01. The second "such" is used for emphasis.
Analysis
Before making any effort to analyze the poem, it is necessary to give an overall perspective on how such poetic genre, conventionally called limerick, serves its role in English literature. Apart from its contribution in echoing the folkloric songs almost forgotten in the midst of the ruins of history, and what could be regarded as the poetry written for children a in the early stages of twenty century, limerick (especially by works of Lewis Carroll and Edward Lear) has been mostly used as a liberating sort of poetry. Such poetry, in itself, has always carried a certain capacity of reacting against the "must do's" of the majority and their authoritarian claims. Nevertheless, despite the fact that neither the source of its name is clearly known nor its historical origins are defensibly determined (believed to be stretched over from the medieval ages to the nineteen century), limerick can be briefly defined as follows:
"A type of light verse and a particularly popular fixed verse form in English. It usually consists of five predominately anapestic lines rhyming aaba." 1
Lines ago, I mentioned the liberating essence of the limerick which is to be evidentially reckoned in its self-assertive pornography and so-called "obscenity", on one hand, and its profanity and extreme satirical tone, on the other. Due to such characteristics, limerick is able to unburden itself fraudulently from the middle-class's moral values and religious authorities. For instance:
"There was a young lady of Niger
Who had an affair with a tiger
The result of the ****
Was a bald-headed duck
Two gnats and a circumscribed spider." 2
Moreover, as George Orwell shows, one could track down a certain kind of political significance in some of these limericks especially when the poem distances from sheer nonsense and approaches toward some sort of "burlesque or perverted logic". What follows is taken from his essay on Lear's poetry:
" For myself, I must say that I find Lear funniest when he is least arbitrary and when a touch of burlesque or perverted logic makes its appearance. When he gives his fancy free play, as in his imaginary names, or in things like "Three Receipts for Domestic Cookery", he can be silly and tiresome. "The Pobble Who Has No Toes" is haunted by the ghost of logic, and I think it is the element of sense in it that makes it funny. The Pobble, it may be remembered, went fishing in the Bristol Channel:
And all the Sailors and Admirals cried,
When they saw him nearing the further side—
"He has gone to fish, for his Aunt Jobiska's
Runcible Cat with crimson whiskers!"
The thing that is funny here is the burlesque touch, the Admirals. What is arbitrary -- the word "runcible", and the cat's crimson whiskers -- is merely rather embarrassing. While the Pobble was in the water some unidentified creatures came and ate his toes off, and when he got home his aunt remarked:
"It's a fact the whole world knows,
That Pobbles are happier without their toes,"

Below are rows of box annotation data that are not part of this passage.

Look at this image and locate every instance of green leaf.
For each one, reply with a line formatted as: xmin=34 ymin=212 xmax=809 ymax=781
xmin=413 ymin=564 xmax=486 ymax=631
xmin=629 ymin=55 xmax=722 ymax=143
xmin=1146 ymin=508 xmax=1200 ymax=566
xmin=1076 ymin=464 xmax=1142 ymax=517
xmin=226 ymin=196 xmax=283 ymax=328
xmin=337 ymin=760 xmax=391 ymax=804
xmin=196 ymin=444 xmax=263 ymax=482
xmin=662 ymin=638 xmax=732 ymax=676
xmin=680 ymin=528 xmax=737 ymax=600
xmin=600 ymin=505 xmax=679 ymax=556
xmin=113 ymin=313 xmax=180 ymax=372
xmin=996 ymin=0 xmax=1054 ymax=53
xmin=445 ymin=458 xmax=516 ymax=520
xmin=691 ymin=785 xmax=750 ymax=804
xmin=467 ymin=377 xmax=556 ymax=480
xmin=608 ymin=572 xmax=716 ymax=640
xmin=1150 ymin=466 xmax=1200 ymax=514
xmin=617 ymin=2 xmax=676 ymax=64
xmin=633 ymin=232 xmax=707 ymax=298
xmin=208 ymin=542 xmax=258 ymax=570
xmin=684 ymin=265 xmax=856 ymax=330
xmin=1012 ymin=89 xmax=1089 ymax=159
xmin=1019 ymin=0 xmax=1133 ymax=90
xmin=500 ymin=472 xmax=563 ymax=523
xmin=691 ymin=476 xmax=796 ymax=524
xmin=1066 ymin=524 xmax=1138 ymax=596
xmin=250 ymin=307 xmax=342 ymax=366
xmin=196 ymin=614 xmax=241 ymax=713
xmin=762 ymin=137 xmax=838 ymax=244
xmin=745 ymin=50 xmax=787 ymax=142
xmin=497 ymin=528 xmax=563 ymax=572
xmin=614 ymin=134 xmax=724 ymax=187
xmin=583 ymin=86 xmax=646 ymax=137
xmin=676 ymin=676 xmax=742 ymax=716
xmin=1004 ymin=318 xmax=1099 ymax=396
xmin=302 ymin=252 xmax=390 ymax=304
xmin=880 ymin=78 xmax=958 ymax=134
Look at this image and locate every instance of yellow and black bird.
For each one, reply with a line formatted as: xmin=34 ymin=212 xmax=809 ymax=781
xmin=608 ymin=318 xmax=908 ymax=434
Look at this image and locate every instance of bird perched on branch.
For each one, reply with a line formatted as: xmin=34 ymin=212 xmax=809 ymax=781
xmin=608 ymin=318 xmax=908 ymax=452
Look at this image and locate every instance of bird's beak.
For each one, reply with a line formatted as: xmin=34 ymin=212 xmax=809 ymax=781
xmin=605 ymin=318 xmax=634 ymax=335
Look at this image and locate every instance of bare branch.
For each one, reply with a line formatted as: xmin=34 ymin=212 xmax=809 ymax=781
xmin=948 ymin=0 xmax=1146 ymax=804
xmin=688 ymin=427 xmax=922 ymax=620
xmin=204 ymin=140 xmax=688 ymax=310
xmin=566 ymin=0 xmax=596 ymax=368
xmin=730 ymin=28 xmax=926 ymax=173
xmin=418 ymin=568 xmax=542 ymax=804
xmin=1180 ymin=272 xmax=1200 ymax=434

Which once again is funny because it has a meaning, and one might even say a political significance. For the whole theory of authoritarian governments is summed up in the statement that Pobbles were happier without their toes." 3
It is worth mentioning that some specific traits in this poetic genre would make a post-modern critic more than pleased to entitle limerick as poet-modern poetry. Just to mention a few points: its arbitrary structure, consciously designed form, humorousness, withdrawal froma representational and reality-oriented language, its dependency on "textuality" and etc.
Such background would help us to grasp a better picture of Lear's poem "Cold Are the Crabs". The poem begins with the image of some cold crabs, cucumbers and brazen waves on a hill at the persona's side. What comes next would make an example of what Orwell considered as the somehow logical attitude of Lear's limericks. The tedious gloom which festoons the philosophic pills. It is quite interesting that after giving a series of random images from a natural scene, we face with some neatly selected words like "gloom" and "tedious" associated with philosophic pills. A shadowy remark on metaphysical thoughts given to man in shape of a pill, sugarcoated though.
The line after, describes men and demon loading their "ample bowls" by the nectar drips. Right after that, we encounter a number of animals lurking somewhere. The association of men with demons, a porcupine, feeble mouse and a homely hen suggests the persona's overarching look to life and probably the "ample bowls" represent the greedy side of life.
Despite all that, and according to the further lines, something, great in number, is still left out there resembling a sad song "solemn strain", and doomed to vanish contiguous with the ending of the day. What remains, emphatically collocated with "much", probably signifies the merits of life being away from the creature's all-consuming presence.
The poem ends with a rather surrealistic image of an assemblage of walruses on a far green land. The word "gamut", however, connotes both an area and a range of musical notes. Between these two definitions, the latter interacts better with the previously mentioned dying song.
With reference to the finale of the poem, and its emphatic remark on the life, having much remained out of reach and ready to vanish, one could interpret that, not without endangering himself with over reading though, there is some life-force or some sort of "higher-reality" left unknown to mankind. But there might be some "political significance" behind the gathering of "wily walruses" as well; for one thing, because of the word wily itself, and for another thing, because of the fact that walruses' look, with their tusks and whiskers, neatly resembles to that of the 19th century's politicians like senators etc.